The primer was synthesized with 5´ C6 amino linker by The Midland Certified reagent Company Inc. (Midland, TX, USA). Synthesis was validated using each pair of oligonucleotides by RT-PCR and found to yield PCR products of the expected size.
Label
Yakima Yelow
Label protocol
Peformed during the synthesis of the oligonucleotide by The Midland Certified reagent Company Inc. (Midland, TX, USA).
Hybridization protocol
DNA microarray chip was prepare for hybridization by washing extensively with 0.1% SDS, rinsed twice with double deionizer water and heated in double deionizer water for 3 min at 95° C. After blocking with prehybridization buffer (4X SSC, 1 %SDS nd 10 mg/ml BSA) for 45 min at 42° C, DNA microarray chip was washed with double deionizer water for 20 s and dried under filtered air flow. A volume of 5 µl containing specific primer for serotype was used. The microarray substrates and coverslips were sealed in a chamber from BIO-RAD (Bio-Rad Laboratories, Inc., Ca., USA) and incubated at 42o C for 16-18 h at high humidity.

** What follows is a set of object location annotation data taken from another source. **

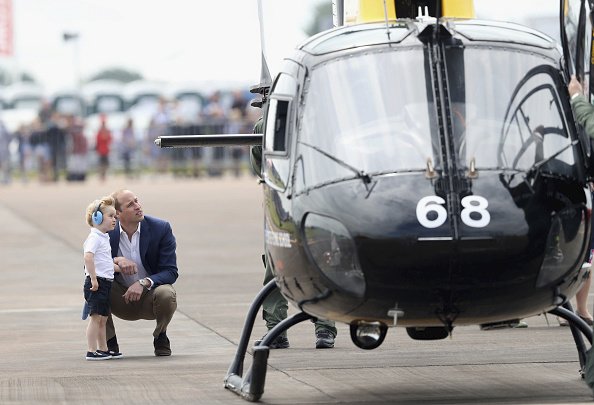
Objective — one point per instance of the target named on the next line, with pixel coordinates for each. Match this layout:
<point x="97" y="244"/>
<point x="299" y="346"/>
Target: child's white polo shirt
<point x="98" y="243"/>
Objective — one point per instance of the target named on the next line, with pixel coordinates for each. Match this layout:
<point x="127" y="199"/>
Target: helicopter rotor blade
<point x="196" y="141"/>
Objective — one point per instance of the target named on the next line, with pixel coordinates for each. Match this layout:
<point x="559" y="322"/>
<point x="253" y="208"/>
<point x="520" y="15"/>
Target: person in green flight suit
<point x="274" y="307"/>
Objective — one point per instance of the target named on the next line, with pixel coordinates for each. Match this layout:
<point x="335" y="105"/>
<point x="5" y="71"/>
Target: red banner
<point x="6" y="47"/>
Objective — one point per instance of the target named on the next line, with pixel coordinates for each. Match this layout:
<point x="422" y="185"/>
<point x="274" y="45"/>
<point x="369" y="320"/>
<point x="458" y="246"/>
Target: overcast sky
<point x="176" y="40"/>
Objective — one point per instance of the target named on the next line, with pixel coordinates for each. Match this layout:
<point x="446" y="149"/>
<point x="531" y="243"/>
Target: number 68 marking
<point x="470" y="204"/>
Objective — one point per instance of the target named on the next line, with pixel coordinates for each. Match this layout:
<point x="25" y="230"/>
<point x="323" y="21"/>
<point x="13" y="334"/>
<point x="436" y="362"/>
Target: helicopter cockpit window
<point x="279" y="122"/>
<point x="359" y="113"/>
<point x="276" y="125"/>
<point x="511" y="115"/>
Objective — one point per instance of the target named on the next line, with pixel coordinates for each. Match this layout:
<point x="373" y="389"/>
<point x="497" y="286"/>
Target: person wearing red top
<point x="103" y="146"/>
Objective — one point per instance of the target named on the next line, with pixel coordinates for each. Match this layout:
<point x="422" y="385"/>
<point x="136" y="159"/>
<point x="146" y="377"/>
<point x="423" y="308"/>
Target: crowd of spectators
<point x="57" y="146"/>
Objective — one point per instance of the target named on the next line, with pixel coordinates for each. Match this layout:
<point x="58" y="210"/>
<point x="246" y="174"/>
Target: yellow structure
<point x="361" y="11"/>
<point x="457" y="8"/>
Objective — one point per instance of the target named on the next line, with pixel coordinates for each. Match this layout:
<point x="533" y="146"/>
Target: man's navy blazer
<point x="157" y="249"/>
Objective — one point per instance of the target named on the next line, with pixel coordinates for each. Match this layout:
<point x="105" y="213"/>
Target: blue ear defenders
<point x="97" y="216"/>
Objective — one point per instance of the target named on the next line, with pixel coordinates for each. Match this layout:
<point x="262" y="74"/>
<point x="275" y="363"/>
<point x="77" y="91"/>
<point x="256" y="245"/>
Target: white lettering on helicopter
<point x="471" y="204"/>
<point x="280" y="239"/>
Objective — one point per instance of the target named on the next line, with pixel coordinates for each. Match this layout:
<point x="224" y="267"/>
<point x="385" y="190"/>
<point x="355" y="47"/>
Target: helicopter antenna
<point x="386" y="17"/>
<point x="265" y="77"/>
<point x="437" y="17"/>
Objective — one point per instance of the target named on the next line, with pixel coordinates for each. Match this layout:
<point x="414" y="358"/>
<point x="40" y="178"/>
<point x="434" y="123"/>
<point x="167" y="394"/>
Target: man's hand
<point x="574" y="86"/>
<point x="133" y="293"/>
<point x="127" y="267"/>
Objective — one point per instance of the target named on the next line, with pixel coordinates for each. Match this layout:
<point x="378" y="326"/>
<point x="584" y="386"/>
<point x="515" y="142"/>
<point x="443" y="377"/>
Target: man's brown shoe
<point x="162" y="346"/>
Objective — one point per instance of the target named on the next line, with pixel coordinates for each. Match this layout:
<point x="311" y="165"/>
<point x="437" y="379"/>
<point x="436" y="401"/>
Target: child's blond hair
<point x="106" y="201"/>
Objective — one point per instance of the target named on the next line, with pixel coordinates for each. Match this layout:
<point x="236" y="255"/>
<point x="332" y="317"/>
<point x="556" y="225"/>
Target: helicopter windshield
<point x="378" y="119"/>
<point x="506" y="111"/>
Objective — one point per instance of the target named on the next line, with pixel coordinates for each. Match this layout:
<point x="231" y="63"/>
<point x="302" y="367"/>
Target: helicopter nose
<point x="334" y="252"/>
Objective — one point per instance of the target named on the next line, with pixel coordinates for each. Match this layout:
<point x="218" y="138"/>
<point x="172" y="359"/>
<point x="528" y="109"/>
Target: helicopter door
<point x="277" y="133"/>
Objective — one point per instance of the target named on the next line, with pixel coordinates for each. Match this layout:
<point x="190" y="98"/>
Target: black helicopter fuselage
<point x="428" y="171"/>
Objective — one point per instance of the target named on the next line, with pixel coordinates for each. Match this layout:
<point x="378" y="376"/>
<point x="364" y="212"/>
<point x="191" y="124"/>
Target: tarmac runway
<point x="218" y="226"/>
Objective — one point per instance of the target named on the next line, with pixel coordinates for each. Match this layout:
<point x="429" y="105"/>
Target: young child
<point x="99" y="271"/>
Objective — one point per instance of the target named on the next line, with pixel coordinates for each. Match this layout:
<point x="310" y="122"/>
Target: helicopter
<point x="422" y="169"/>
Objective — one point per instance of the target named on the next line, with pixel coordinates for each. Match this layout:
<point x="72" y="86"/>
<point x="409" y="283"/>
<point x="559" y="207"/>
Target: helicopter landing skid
<point x="576" y="325"/>
<point x="251" y="386"/>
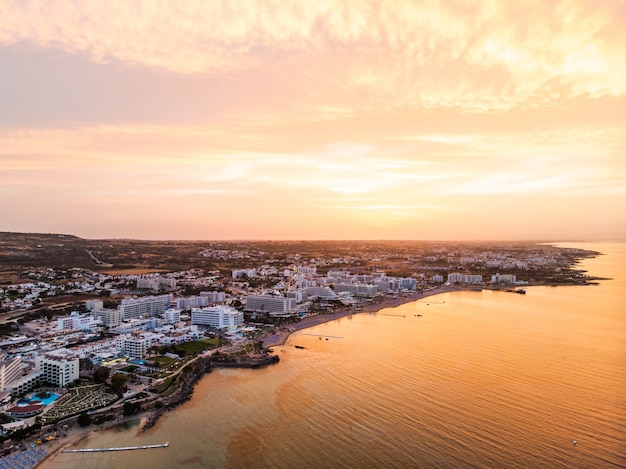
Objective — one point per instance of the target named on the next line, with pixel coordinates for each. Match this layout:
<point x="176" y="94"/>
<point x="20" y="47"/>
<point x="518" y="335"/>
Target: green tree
<point x="84" y="420"/>
<point x="131" y="408"/>
<point x="101" y="375"/>
<point x="118" y="383"/>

Coverslip and supports were gently removed (4× SSC in a wash bottle) and arrays were washed by immersion into 1× SSC, 0.1% SDS for 10 min (10 slides in 250 ml), 0.1× SSC, 0.1% SDS twice for 10 min and 0.1× SSC twice for 10 min. Finally, blow the slide dry with air by pushing the liquid away from the spots and towards the outer edges.
Scan protocol
Slides were scanned using Scanner GeneTac LS IV (Genomic Solutions, Molecular Dynamics Generation III) to detect Yakima yellow fluorescence. For the detection of DENV serotypes we used the excitation lines at 530 nm wavelength of a laser scanner (Scanner Gene TAC LSIV from Genomic Solutions) by adding pixel intensities of each spot image
Data processing
Data was normalized by experiment mean after background correction.